The additional silicon on top reduces the thermal resistance (θJT) from the heat source to the case top, thereby enhancing thermal dissipation through the top of the package. However, under natural cooling conditions, the exposed die package does not significantly enhance thermal performance due to other system-level factors affecting overall thermal resistance. Further details on the thermal benefits of the exposed die package will be provided in Part 2.
Thermal Parameters on Data Sheet
The power IC data sheet typically lists multiple thermal parameters for reference, as illustrated in Figure 7. Due to the encapsulated IC package characteristics, θJCBOT is smaller than θJT (θJCTOP), and ψJT is significantly smaller than θJT (θJCTOP). Calculating TJ using θJT under natural cooling conditions can lead to substantial errors. It is also important to note that θJCBOT differs from θJB, as θJB represents the thermal resistance between the junction and the board, rather than the IC case bottom.3
Both JEDEC and demo board θJA values are presented in the example.

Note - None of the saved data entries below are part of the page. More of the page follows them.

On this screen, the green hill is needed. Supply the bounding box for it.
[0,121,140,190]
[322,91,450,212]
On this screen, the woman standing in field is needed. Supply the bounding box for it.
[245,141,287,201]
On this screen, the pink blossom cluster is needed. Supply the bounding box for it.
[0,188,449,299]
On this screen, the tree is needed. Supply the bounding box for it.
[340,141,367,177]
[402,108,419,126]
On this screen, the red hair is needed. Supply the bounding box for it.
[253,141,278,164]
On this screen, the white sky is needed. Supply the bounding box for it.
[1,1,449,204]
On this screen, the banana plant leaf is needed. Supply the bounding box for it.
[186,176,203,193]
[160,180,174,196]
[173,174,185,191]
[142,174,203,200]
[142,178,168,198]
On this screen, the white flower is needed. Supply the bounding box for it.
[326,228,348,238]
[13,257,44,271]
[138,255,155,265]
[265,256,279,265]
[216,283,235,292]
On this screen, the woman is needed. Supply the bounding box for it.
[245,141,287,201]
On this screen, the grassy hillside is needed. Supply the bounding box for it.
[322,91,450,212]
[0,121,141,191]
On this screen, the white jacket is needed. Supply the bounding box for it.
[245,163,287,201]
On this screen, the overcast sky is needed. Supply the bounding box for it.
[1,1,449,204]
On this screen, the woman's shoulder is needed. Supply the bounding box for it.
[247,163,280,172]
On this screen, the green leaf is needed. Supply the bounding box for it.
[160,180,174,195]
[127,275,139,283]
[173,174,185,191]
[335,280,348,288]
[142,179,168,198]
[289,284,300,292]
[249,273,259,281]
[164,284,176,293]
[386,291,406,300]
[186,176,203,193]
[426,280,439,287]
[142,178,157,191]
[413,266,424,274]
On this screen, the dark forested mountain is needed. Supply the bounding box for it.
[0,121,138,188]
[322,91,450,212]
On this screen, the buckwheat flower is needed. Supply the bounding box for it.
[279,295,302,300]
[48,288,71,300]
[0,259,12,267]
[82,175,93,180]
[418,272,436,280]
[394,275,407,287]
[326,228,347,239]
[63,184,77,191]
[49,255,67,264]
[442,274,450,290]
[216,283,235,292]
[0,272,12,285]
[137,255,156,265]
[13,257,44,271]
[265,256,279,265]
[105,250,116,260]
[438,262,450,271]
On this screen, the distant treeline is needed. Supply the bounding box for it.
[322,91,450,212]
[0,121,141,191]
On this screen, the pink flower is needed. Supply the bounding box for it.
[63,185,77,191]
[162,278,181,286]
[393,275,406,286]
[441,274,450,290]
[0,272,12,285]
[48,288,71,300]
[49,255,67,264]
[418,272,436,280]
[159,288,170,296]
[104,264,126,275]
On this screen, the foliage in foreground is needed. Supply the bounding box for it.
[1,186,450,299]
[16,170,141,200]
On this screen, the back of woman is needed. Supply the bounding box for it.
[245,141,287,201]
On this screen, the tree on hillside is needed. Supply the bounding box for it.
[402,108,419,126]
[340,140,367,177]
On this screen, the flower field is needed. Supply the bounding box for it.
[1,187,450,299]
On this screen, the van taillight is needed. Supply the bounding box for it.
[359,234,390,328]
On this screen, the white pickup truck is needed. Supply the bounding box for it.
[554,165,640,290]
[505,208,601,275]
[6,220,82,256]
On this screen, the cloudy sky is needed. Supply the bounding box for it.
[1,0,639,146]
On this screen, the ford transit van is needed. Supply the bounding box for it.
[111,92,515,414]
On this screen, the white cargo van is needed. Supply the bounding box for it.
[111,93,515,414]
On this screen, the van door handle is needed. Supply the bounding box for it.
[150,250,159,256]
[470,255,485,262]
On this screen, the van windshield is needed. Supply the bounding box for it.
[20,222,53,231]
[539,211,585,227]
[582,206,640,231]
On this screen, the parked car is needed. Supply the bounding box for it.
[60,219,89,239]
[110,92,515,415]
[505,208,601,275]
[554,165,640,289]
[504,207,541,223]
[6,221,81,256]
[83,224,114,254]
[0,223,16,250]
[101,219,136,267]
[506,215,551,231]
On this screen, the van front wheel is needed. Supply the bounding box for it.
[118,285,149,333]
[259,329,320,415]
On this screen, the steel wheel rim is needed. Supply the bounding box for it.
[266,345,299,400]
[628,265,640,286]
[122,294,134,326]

The JEDEC board is constructed according to JEDEC standard 51-7 for measuring thermal parameters.4 Typically, JEDEC boards do not have an optimized layout for thermal dissipation, resulting in a higher θJA compared to demo boards. Generally, the θJA on a JEDEC board reflects the thermal performance of the IC package itself, while the θJA on a demo board indicates the optimized system design value.
Conclusion
Thermal conduction is the primary mode of heat dissipation within a power IC package. Depending on the thermal properties of the materials inside the package, some internal paths may exhibit lower thermal resistance. However, the actual dissipation paths are also influenced by system-level factors such as assembly, PCB design, air cooling, and the use of heatsinks. More details about these system-level factors will be provided in Part 2.
References
1 “JESD51-12: Guidelines for Reporting and Using Electronic Package Thermal Information.” JEDEC Solid State Technology Association, May 2005.
2 “Thermal Analysis of Semiconductor Systems.” NXP.
3 “JESD51-8: Integrated Circuit Thermal Test Method Environment Conditions – Junction-to-Board.” JEDEC Solid State Technology Association, October 1999.
4 “JESD51-7: High Effective Thermal Conductivity Test Board for Leaded Surface Mount Packages.” JEDEC Solid State Technology Association, February 1999.